The decisions taken by the State in the present day affect the lives of all citizens. In the light of the foregoing, mandatory and advisory decisions taken by the administration due to the Outbreak may result in impossibility of performance or hardship. The decisions of the administration which the public is obligated to follow are final and binding since they do not leave any initiative to the individuals and may result in the impossibility of the performance of the contract.
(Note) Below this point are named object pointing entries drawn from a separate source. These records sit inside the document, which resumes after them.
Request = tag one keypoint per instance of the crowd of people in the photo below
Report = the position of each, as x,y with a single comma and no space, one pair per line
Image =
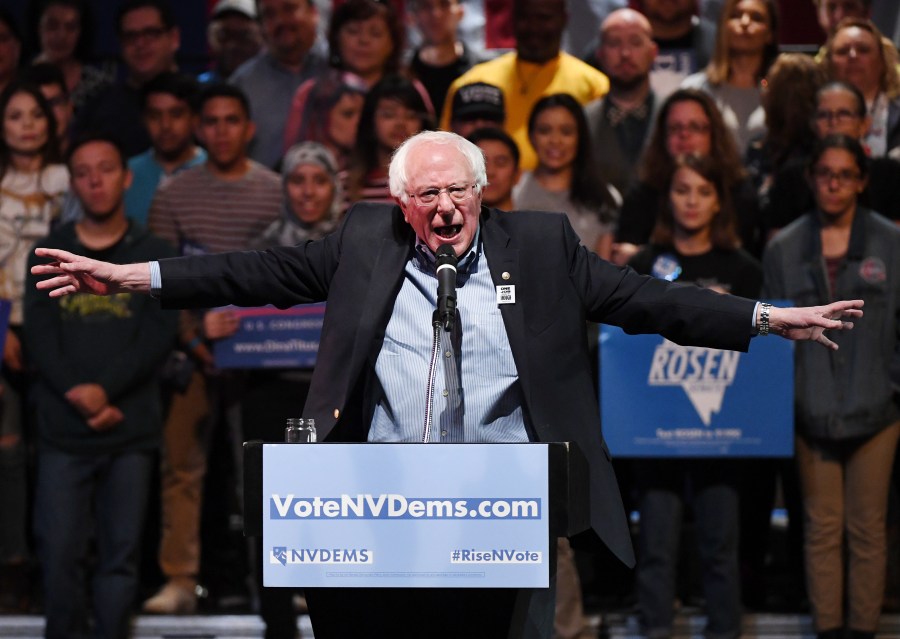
684,149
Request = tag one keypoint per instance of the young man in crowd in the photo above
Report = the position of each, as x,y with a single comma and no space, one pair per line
218,206
234,37
476,106
98,410
150,39
168,107
501,158
292,55
620,122
443,56
537,67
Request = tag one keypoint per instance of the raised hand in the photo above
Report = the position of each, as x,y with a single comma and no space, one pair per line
73,273
810,322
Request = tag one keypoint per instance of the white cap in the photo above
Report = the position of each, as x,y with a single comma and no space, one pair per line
245,7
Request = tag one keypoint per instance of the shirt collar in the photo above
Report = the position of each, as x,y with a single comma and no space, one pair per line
426,257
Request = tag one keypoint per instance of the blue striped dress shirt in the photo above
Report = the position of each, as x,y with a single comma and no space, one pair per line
477,395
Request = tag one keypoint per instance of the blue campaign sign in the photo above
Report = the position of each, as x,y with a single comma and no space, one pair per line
405,515
272,338
660,399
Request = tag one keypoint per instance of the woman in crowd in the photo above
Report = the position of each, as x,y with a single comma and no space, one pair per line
788,107
688,122
857,53
312,197
332,109
694,241
566,177
32,184
394,109
746,44
10,47
366,40
847,421
62,34
312,209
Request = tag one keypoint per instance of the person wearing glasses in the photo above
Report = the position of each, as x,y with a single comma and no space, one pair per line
688,122
840,109
857,53
847,420
150,39
512,372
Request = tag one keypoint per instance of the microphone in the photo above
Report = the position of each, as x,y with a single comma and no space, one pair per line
446,273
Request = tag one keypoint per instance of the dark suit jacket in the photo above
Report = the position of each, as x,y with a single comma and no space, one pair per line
559,285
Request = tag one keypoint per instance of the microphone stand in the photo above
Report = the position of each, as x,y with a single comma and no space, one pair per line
432,369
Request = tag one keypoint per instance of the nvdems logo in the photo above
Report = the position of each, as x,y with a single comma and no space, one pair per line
295,556
703,374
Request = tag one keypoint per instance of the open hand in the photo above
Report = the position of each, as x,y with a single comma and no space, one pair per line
811,322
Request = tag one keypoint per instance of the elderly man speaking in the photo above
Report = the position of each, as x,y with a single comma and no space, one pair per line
521,357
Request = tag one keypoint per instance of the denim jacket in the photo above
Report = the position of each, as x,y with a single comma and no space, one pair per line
845,393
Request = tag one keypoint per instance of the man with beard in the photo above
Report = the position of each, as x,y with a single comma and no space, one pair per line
536,68
168,107
620,123
269,80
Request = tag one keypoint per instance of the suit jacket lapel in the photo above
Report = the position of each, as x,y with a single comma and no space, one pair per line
503,259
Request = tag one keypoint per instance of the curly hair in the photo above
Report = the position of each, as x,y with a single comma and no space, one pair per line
890,77
656,164
789,100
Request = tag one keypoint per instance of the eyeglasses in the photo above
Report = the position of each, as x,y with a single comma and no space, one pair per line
150,33
693,128
841,116
457,192
824,176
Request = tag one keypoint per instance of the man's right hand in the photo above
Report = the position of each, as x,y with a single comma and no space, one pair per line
76,274
88,399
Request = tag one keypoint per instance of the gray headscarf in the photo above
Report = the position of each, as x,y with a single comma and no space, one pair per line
289,230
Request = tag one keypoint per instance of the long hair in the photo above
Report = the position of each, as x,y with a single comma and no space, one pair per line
357,11
656,165
792,85
844,143
50,153
719,67
890,77
723,228
588,188
364,158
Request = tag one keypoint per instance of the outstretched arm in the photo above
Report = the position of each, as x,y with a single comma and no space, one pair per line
76,274
810,322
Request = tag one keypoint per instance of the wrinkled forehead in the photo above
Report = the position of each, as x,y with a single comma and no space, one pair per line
437,165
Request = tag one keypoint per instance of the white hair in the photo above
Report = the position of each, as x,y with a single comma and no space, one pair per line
399,176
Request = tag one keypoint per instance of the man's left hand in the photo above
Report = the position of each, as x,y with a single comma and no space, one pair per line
810,322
In addition, the contracting party should implement the advisory decisions of the administration in a way that does not jeopardize the performance of the contract because, while taking the initiative to implement the advisory decisions, it should not be forgotten that the contract and the debt arising from the contract are still binding.


The Banking Regulation and Supervision Agency (“BRSA”) published its decision numbered 8948 on 17 March 2020, which, in order to overcome in the easiest way possible the expected recess and contraction in economic life, provides flexibility for delays in loan payments according to the following measures:

1.     The 90-day default period envisaged to classify the loans as non-performing loans has been extended to 180 days.

2.     Similarly, the requirement for the loans whose principal and/or interest payments have been delayed more than thirty days or have been restructured once again during the one-year period term to be classified in the Third Group has been suspended.

Related applications shall be valid until 31 December 2020. We tried to present our legal initial evaluations with respect to the implications of the Outbreak. However, in these days where new developments occur every day about the Outbreak, we recommend that every development be evaluated meticulously and specific to the case. We hope that these difficult circumstances will come to an end soon.